Goble Playground is part of a long history of recreational parks in New York City. From 1865 to 1895, as the population of the City doubled and the streets teemed with children. Leading reformers lobbied for the creation of a new kind of small park for children — the playground. The earliest playgrounds, called “sand gardens,” appeared in the 1880s on the grounds of settlement houses. Furnished with innovative play equipment like seesaws, and staffed by trained recreation specialists, the playground was designed to be a “healthful influence upon morals and conduct.”
As Theodore Roosevelt (1858-1919), 26th U.S. President, and President of the Playground Association of America, wrote: “If we would have our citizens contented and law-abiding, we must not sow the seeds of discontent in childhood by denying children their birthright of play.” For these reformers, recreation was not an end in itself: it was directly linked to the preservation of social morality.
Groups such as the New York Society for Parks and Playgrounds formed to raise awareness of the importance of play to children's health. The Society organized parades of mothers and babies, planned public meetings to demonstrate the use of the seesaw, and opened its own playground on Second Avenue and 91st Street. In 1903, the first municipally run playground in the United States, Seward Park, opened on the Lower East Side.
During the Depression, federal aid through the Works Progress Administration enabled the City to greatly expand and improve its play spaces. Under the stewardship of Parks Commissioner Robert Moses (1888-1981), new playgrounds were constructed at an astonishing rate throughout the decade. Moses was able to employ more than 80,000 Parks employees, thanks primarily to the influx of money from the federal government for large public works projects.
When Moses took his post in 1934 there were only 119 playgrounds in New York City.
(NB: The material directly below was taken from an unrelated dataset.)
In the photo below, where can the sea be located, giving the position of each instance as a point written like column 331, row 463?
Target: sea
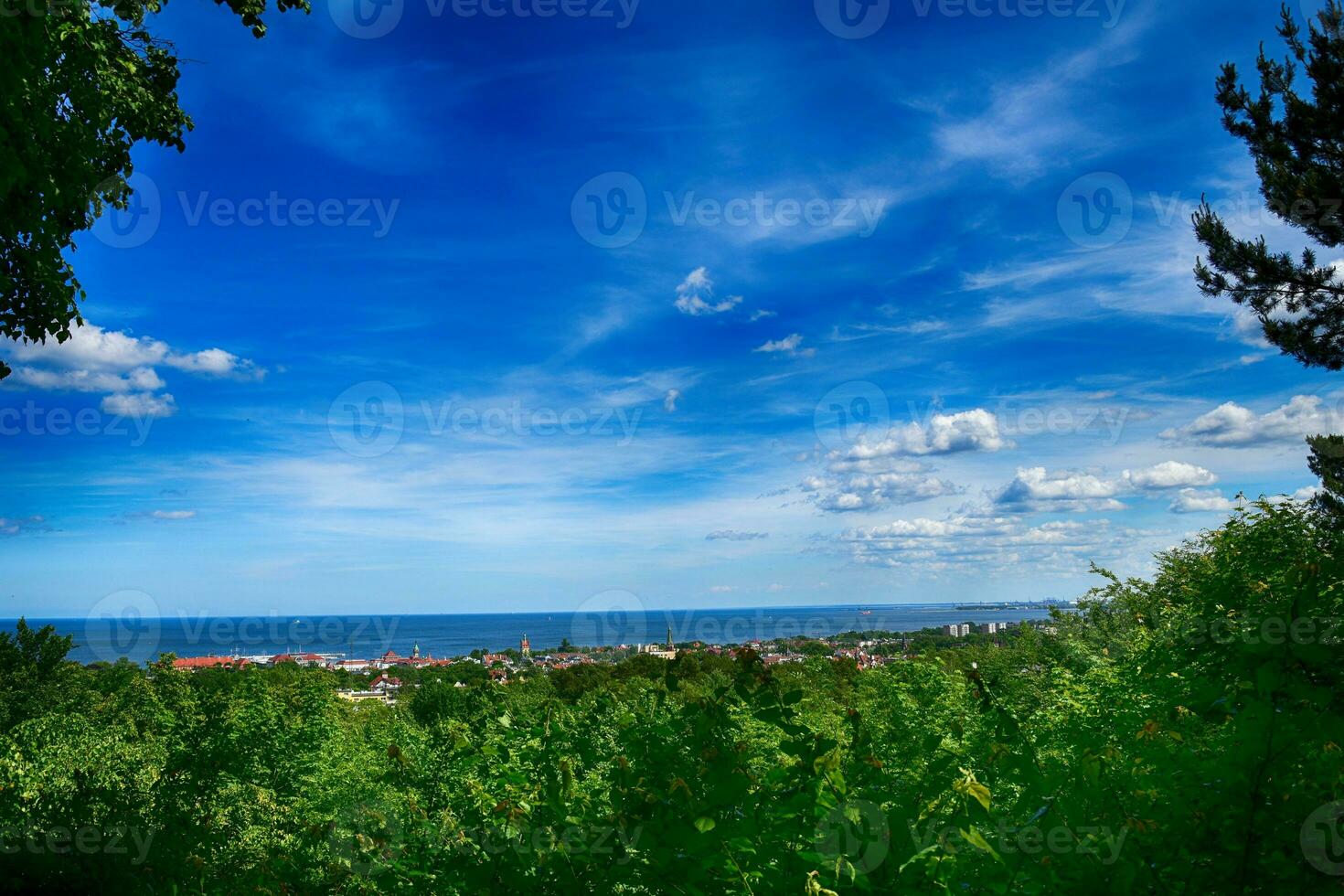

By the end of Moses’s reign in 1960, there were 777. Typically these playgrounds were characterized by large asphalt-covered areas adorned with sandboxes, seesaws, metallic jungle gyms and monkey bars, swing sets, and slides. They were designed for the use of a wide age group, from small children to those in early adolescence.
Parks acquired the land for Goble Playground, at the southeast corner of Macombs Road and Goble Place, in two parts: the first section by purchase on October 20, 1936 and the second by condemnation on October 23, 1936. Commissioner Stern named the property Goble Playground on June 10, 1987. In December 1997, a $102,749 renovation sponsored by Mayor Giuliani was completed that added new play equipment, safety surfacing, handball courts, and landscaping.